Vuille, Joanna A.; Tanriover, Cem; Antmen, Ezgi; Micalizzi, Douglas S.; Ebright, Richard Y.; Animesh, Sambhavi; Morris, Robert; Hajizadeh, Soroush; Nicholson, Zachary J.; Russell, Hunter C.; Zaniewski, Eric F.; Wittner, Ben S.; Wesley, Ben K.; Kwak, Ji Eun; Grunewald, Julian; Szalay, Regan N.; Fox, Douglas B.; Yang, Min; Joung, J. Keith; Gulhan, Doga C.; Elia, Andrew E. H.; Haas, Wilhelm; Oh, Eugene; Maheswaran, Shyamala; Haber, Daniel A.

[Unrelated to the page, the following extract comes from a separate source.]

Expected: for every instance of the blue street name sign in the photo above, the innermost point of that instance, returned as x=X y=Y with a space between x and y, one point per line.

Harvard University; Harvard University Medical Affiliates; Massachusetts General Hospital; University of Lausanne; Centre Hospitalier Universitaire Vaudois (CHUV); Harvard University; Harvard University Medical Affiliates; Massachusetts General Hospital; Harvard University; Harvard University Medical Affiliates; Massachusetts General Hospital; Harvard University; Harvard Medical School; Howard Hughes Medical Institute; Harvard University; Harvard University Medical Affiliates; Massachusetts General Hospital; Harvard University; Harvard Medical School

PROCEEDINGS OF THE NATIONAL ACADEMY OF SCIENCES OF THE UNITED STATES OF AMERICA

0027-13317

10.1073/pnas.2425621122

2025-08-12

E3 ubiquitin ligases mediating turnover of proteins engaged in cancer progression point to key regulatory nodes. To uncover modifiers of metastatic competency, we conducted an in vivo genome-wide CRISPR-inactivation screen using cultured breast circulating tumor cells, following intravascular seeding and lung colonization. We identified HECTD4, a previously uncharacterized gene encoding a conserved potential homologous to E6AP C-terminus domain-containing ubiquitin transferase, as a potent tumor and metastasis suppressor. We show that purified HECTD4 mediates ubiquitin conjugation in vitro, and proteomic studies combined with ubiquitin remnant profiling identify a major degradation target as the prostaglandin synthetic enzyme cyclooxygenase-2 (COX-2; PTGS2). In addition to COX-2 itself, HECTD4 targets its regulatory kinase MKK7. In breast cancer models, HECTD4 expression is induced as cells lose adherence to the matrix, and its depletion massively increases COX-2 expression, enhancing anchorage-independent proliferation and tumorigenesis. Genetic or pharmacologic suppression of COX-2 reverses the protumorigenic and prometastatic phenotype of HECTD4-depleted cells. Thus, HECTD4 encodes an E3 ubiquitin ligase that downregulates COX-2 suppressing anchorage independence in epithelial cancer cells.